Furthermore, Genetics is a very recent discovery, and the concept of male and female cannot possibly have been defined on this basis, since genetics are an entirely 'hidden' attribute, that cannot actually be determined about another person in any practical circumstance.
It isn't even common practice to test newborns genetically before assigning them their gender, which is what most people think of as being 'the sex you were born as'...
, so it is the only definition that works. Therefore the only definition that we can go by is genetic.
But the thing is, this definition doesn't work at all. Especially because the answers it gives are for all practical intents and purposes contradictory, and hold no real relationship with anything except at the most abstract of levels.
If you want to start a family, is it relevant that your wife has XX chromosomes? Or that she has a fully functioning womb and ovaries?

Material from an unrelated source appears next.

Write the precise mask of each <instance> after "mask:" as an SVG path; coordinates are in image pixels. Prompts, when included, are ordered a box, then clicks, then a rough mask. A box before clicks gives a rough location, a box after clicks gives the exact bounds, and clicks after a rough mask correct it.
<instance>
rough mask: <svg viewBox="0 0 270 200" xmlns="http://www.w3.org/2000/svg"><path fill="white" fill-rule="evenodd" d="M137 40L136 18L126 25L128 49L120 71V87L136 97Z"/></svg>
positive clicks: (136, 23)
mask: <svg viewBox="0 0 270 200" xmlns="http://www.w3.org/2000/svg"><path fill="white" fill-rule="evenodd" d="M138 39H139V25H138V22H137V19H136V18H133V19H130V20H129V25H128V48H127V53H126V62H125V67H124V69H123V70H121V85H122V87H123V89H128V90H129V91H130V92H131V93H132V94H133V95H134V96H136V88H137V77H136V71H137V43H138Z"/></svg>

If you are a woman, and want to have sexual intercourse with a man, is it of any practical difference if they have a Y chromosome or not? Or is in fact the only actual issue on any practical level whether they have a penis, and if it functions properly?
Using genetics as an argument is very abstract, and rather out of touch with just about any practical concern you might have relating to another person.
That was the whole point of my building analogy. To show the absurdity of focusing on something abstract even though the practical immediate situation and it's consequences completely contradicts what this abstract idea would imply.
Does this make them any less of a person? no, it doesn't. It does however make the genetically male, and physically and socially transgender. Transgender people should be allowed to use the bathrooms, locker rooms, and changing rooms or what ever sex they have decided to become, and it is their choice, and they should be referred to by what ever pronoun they want to be referred by.
However, none of that changes the fact that they are still genetically the gender they were born as.